Protest gegen Raumverbot

Israelischer Historiker erhält Unterstützung

  • Lesedauer: 2 Min.
Rolf-Henning Hintze, München

Der Historiker Ilan Pappe ist wegen seines Buches »Die ethnische Säuberung Palästinas« in seinem Heimatland Israel umstritten, während er im Ausland Anerkennung genießt. Auf Druck der Deutsch-Israelische Gesellschaft AG München war Pappe kürzlich die Zusage für einen städtischen Vortragsraum entzogen worden. Nun sieht sich OB Ude mit Protest konfrontiert.

Die Entscheidung der Stadt München, dem kritischen israelischen Historiker Ilan Pappe einen zugesagten städtischen Raum für einen Vortrag wieder zu entziehen, hat starken Widerspruch hervorgerufen. Die Stadt hatte die Maßnahme nach einer Intervention der Deutsch-Israelischen Gesellschaft verfügt, die eine »anti-israelischen Propagangaveranstaltung« befürchtete. Die Gesellschaft bemängelte, dass die Veranstalter nicht zusätzlich Professor Michael Wolffsohn eingeladen hätten.

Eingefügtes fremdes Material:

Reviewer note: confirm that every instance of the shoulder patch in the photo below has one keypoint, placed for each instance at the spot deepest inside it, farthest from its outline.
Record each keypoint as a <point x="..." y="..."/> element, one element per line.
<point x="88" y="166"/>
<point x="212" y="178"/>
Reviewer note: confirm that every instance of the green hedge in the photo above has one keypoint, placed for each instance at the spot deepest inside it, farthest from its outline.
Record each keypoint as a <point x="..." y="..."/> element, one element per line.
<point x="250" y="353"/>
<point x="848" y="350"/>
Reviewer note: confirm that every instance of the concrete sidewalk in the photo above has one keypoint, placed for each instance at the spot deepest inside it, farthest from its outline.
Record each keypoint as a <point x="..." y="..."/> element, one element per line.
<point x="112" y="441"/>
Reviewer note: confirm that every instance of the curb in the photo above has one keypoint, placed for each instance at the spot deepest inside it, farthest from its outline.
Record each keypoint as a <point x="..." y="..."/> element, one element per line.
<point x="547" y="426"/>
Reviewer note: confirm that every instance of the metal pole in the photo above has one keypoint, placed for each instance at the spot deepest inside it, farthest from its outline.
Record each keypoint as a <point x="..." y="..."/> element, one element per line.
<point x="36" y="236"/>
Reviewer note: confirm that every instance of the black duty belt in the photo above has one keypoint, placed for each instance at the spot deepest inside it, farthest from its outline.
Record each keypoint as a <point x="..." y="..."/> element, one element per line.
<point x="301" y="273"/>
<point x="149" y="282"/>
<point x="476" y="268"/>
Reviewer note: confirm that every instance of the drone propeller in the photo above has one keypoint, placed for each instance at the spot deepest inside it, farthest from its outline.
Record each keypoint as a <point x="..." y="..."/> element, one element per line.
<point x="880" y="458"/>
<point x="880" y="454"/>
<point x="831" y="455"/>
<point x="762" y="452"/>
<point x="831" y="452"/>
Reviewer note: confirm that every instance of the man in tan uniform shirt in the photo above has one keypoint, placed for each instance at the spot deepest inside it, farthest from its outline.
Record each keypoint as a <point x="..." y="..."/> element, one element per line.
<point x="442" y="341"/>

Gegen das Raumverbot gibt es inzwischen eine Reihe von Protestschreiben. Die Hörfunkredakteurin Bettina Marx, die mehrere Jahre als ARD-Korrespondentin im Studio Tel Aviv tätig war, schrieb an Münchens Oberbürgermeister Christian Ude, Ilan Pappe sei ein angesehener Wissenschaftler, dessen Forschungen »kein vernünftiger Kenner des Nahen Ostens mehr in Zweifel zieht«. Ihm Antisemitismus oder jüdischen Selbsthass zu unterstellen, sei lächerlich. Seine Forschungsergebnisse anzuzweifeln, zeuge von Ignoranz. Die Journalistin und Buchautorin (»Gaza, Berichte aus einem Land ohne Hoffnung«) bedauerte, dass sich Ude dem Druck der Deutsch-Israelischen Gesellschaft gebeugt habe, »die seit Jahren mit zunehmendem Erfolg versucht, die Kritiker der israelischen Politik mundtot zu machen«. Die Bürger Münchens hätten ein Recht darauf, Wissenschaftler zu hören, die außer in Israel überall einen guten Ruf genössen. Zensurmaßnahmen seien einer aufgeklärten Stadt nicht würdig.

Das ehemalige Direktoriumsmitglied des Zentralrats der Juden in Deutschland, Rolf Verleger, wandte sich in einem Schreiben an den Münchner OB gegen die Kritik, der Arbeitskreis Palästina/Israel Salam Shalom habe als Veranstalter ausschließlich Ilan Pappe eingeladen und nicht ergänzend Professor Wolffsohn. Ironisch schrieb Verleger: »So genieße ich das Glück, dass mein Vortrag zu Judentum und Zionismus, in dem ausschließlich ich der Referent war und ich mich sogar öffentlich positiv auf Herrn Pappe bezog, im schönen Münchner Literaturhaus im März diesen Jahres noch stattfinden durfte. Ob das in Zukunft wohl anders sein wird? Vielleicht vermittelt die DIG München dann ja auch mir einen Partner.«

Während ein Sprecher der Stadt die Zahl der Protestschreiben an den Oberbürgermeister mit zwei angab, erklärte der Arbeitskreis, diese Zahl sei mit Sicherheit falsch, die Stadt habe Dutzende von Protestbriefen erhalten. Die Antwort der Stadt auf eine Anfrage der Grünen zum Verbot steht noch aus.